Soft rock band Chicago once sang, “You bring meaning to my life, you’re my inspiration…” Sure, they were probably talking about some busty brunette; but hey, everyone’s different. The love of my life just so happens to be a pig.
I had been fantasizing about this particular pig since my co-teacher found out I was going to Jeju Island—the Hawaii of Korea—for my summer break. In true Korean fashion, she had stopped by the tourist office and picked up pamphlets, maps, and books to help me enjoy my stay.
I began flipping through the pages later that night, planning the trip: waterfalls, lava tubes, beaches, hiking.

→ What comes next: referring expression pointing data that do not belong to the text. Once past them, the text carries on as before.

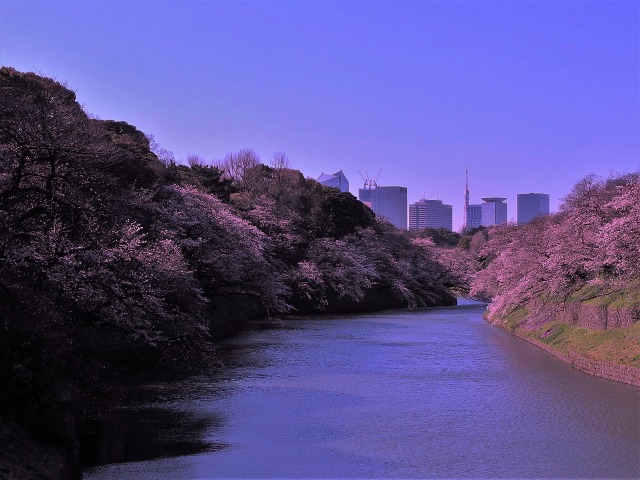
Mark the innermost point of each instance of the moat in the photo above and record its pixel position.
(427, 393)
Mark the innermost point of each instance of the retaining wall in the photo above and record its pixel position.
(598, 368)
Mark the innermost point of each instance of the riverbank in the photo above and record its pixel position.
(613, 354)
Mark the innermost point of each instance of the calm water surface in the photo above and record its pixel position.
(422, 394)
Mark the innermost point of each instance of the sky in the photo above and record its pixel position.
(530, 96)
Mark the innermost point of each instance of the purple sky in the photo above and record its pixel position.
(532, 96)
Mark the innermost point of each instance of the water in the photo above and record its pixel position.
(410, 394)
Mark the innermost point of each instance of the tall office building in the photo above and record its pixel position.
(465, 213)
(335, 180)
(430, 214)
(532, 205)
(473, 217)
(387, 202)
(493, 211)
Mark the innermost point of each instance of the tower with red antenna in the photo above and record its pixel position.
(465, 213)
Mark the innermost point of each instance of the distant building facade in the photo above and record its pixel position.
(493, 211)
(335, 180)
(532, 205)
(474, 216)
(430, 214)
(387, 202)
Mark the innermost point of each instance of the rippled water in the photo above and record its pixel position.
(422, 394)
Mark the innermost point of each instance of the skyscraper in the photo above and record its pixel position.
(430, 214)
(531, 205)
(335, 180)
(388, 202)
(493, 211)
(474, 216)
(465, 214)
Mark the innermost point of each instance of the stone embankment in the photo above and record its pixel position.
(593, 317)
(592, 366)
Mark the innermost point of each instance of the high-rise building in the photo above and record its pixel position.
(430, 214)
(465, 213)
(493, 211)
(531, 205)
(473, 217)
(387, 202)
(335, 180)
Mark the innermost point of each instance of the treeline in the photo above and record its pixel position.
(591, 248)
(112, 257)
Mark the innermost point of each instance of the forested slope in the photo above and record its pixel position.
(112, 259)
(570, 280)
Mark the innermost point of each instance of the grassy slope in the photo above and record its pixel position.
(621, 346)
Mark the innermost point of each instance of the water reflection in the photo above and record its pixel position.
(430, 393)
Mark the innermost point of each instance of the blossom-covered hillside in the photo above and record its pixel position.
(114, 257)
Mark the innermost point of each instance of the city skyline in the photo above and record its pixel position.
(532, 96)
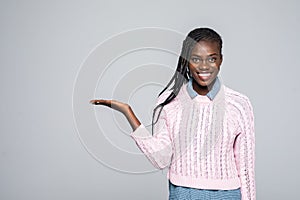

When suddenly, my eyes fell on a section marked, “A Taste of Jeju: Truly Authentic and Truly Appetizing.” Colorful, glossy pages full of raw seafood delicately placed next to artfully carved vegetables. A variation of fish stews and porridges. Buckwheat pancakes and local pheasant shabu shabu. And something called Heukdoeji—grilled slices of black pork.
“Indigenous Jeju black pork has long been one of the essential elements of energy and nutrition for the people of Jeju. Jeju grass-fed pork is renowned for its finely textured, light-colored meat and its abundance of high quality fatty acids. Don’t miss the opportunity to try the delectable grilled black pork.”
There was no way I was missing it.
Day one on Jeju Island, and all I could do was talk about pork. “We’ll check in to our hotel, put
down our luggage, maybe check out those waterfalls, then have that black pig dinner,” I told my traveling companion, Chris.
“You are a woman obsessed,” said Chris. “Do you know which restaurant you want to go to?”
“No, but I will,” I responded.
A few hours later, after viewing the beautiful foliage and meeting some new friends over beers, it was time to find the restaurant. “I’ll let my nose lead the way,” I said.
But as soon as we started walking, a team of soccer players with red faces and full bellies stumbled around the corner. They reeked of pig.
“I think we found our place!” I exclaimed.
We walked inside what looked like an abandoned log cabin, finding hundreds of people crammed around grills on wooden floors. Soju (Korea’s version of vodka) was being passed around tables. The smell of succulent pork permeated the air. Some old woman scurried over to an empty grill and signaled for us to come over.
It was time.
Seasoned with sesame oil and sea salt, grilled to perfection, wrapped in lettuce and dipped in hot pepper sauce. My mouth watered and I began to feel light-headed. “This is the most perfect food I have ever eaten,” I said, almost in tears.
Everyone nodded their heads, unable to speak.
“Would it be completely absurd to order another plate of pork?” asked my friend Chris, while scraping the grill for remnants of charred meat.
Our new friends called the waitress over, and ordered another plate. “To the Jeju black pig!” they cheered, raising their shots of soju. “To the Jeju black pig!”